Жёлтые, как янтарь, глаза Валентина расширяются. Взгляд их по-прежнему прикован к пятну. Забавно: человек, который обтошнил все кусты морошки, беспокоится о чужом здоровье.

– Кровь, – шепчет он.

– Да фиолетово. Наверное, поцарапался. Дай сюда! – Я забираю ещё одну салфетку и усиленно тру пятно. Глаза щиплют слёзы. – Спасибки. Насчёт…

– Ты что? Ты плачешь?

Забавно. Я бы не донимал Валентина в такой ситуации, а он…

Потому что он добрее к окружающим?

Я задираю подбородок вверх и пошире открываю глаза.

– Соринка. Всё норм. Так… насчёт Вероники Игоревны?

– Прости?

– Вероника Игоревна, скиты?.. Тут батальон китайцев заблудиться может, никто их не найдёт.

– А-а… – Валентин скребёт щеку и с трудом отводит взгляд от бурого пятна. – Не знаю.

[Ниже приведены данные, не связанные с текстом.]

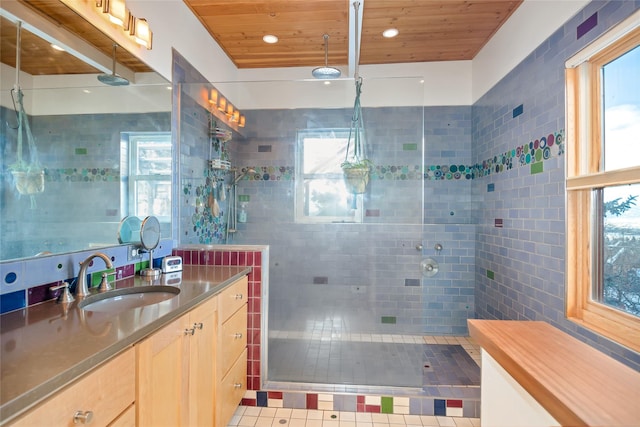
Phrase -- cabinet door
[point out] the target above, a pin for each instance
(232, 298)
(233, 337)
(202, 349)
(162, 363)
(231, 390)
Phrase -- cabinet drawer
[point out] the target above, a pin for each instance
(233, 339)
(232, 298)
(106, 392)
(232, 389)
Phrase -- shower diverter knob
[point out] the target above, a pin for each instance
(429, 267)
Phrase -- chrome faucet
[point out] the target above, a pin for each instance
(82, 290)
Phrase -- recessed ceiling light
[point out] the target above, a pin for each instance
(390, 32)
(270, 38)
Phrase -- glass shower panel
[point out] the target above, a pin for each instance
(344, 304)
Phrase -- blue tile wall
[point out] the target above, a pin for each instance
(526, 257)
(71, 180)
(368, 265)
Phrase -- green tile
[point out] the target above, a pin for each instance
(96, 277)
(536, 168)
(387, 405)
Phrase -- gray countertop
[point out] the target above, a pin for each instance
(49, 345)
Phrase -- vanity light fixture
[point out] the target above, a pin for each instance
(390, 32)
(117, 12)
(141, 32)
(222, 104)
(270, 39)
(213, 97)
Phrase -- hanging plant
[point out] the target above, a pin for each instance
(356, 167)
(28, 178)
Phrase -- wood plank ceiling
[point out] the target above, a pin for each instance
(430, 30)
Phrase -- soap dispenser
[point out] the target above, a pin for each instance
(242, 213)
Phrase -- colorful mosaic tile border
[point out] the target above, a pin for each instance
(531, 153)
(82, 174)
(469, 408)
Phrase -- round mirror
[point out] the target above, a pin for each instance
(150, 233)
(149, 238)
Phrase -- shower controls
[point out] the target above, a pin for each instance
(429, 267)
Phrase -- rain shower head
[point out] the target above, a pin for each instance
(326, 72)
(112, 79)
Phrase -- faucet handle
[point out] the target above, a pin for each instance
(65, 296)
(104, 283)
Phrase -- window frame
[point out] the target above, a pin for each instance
(133, 140)
(585, 176)
(300, 214)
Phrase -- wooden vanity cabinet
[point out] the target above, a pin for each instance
(231, 362)
(105, 396)
(176, 372)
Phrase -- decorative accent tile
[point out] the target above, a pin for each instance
(262, 399)
(386, 405)
(518, 110)
(586, 26)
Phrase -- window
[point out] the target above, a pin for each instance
(321, 195)
(149, 185)
(603, 185)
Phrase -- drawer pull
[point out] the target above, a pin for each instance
(83, 417)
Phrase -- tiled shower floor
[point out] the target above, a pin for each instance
(373, 360)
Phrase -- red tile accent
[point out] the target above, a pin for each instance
(248, 402)
(312, 401)
(454, 403)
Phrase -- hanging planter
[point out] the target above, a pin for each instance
(356, 167)
(28, 182)
(28, 178)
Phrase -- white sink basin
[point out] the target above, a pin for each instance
(128, 298)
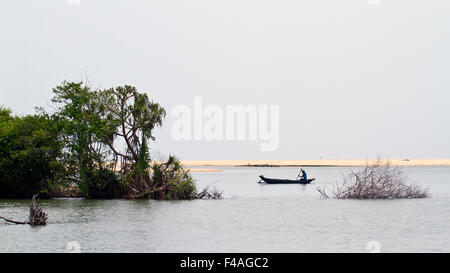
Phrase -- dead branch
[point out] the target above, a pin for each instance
(376, 181)
(37, 216)
(208, 193)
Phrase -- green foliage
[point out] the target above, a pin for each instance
(85, 130)
(172, 181)
(29, 155)
(95, 141)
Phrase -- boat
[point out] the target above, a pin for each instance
(284, 181)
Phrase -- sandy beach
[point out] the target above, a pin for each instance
(312, 163)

Полиция была бы в курсе. Деда они точно спрашивали. Да свалила она. От рептилии твоей. Ты бы не свалил?

Я морщусь.

– Диана – не «рептилия».

– А её осьминоги?

– Осьминоги – головоногие моллюски. С рептилиями у них общего ноль.

– То есть, называть её головоногим моллюском?

– Валь!..

– Валю мутит. В особенности от разговоров про этих двух…

Он с трудом не заканчивает фразу.

– Не надо было вчера столько бухать, – с укоризной говорю я.

– Если бы кто-то отвечал на звонки, а кто-то другой не смотрел свои баттлы, а кто-то третий не засела с уроками… то кто-то, м-м… четвёртый мог бы придумать и более интересное занятие.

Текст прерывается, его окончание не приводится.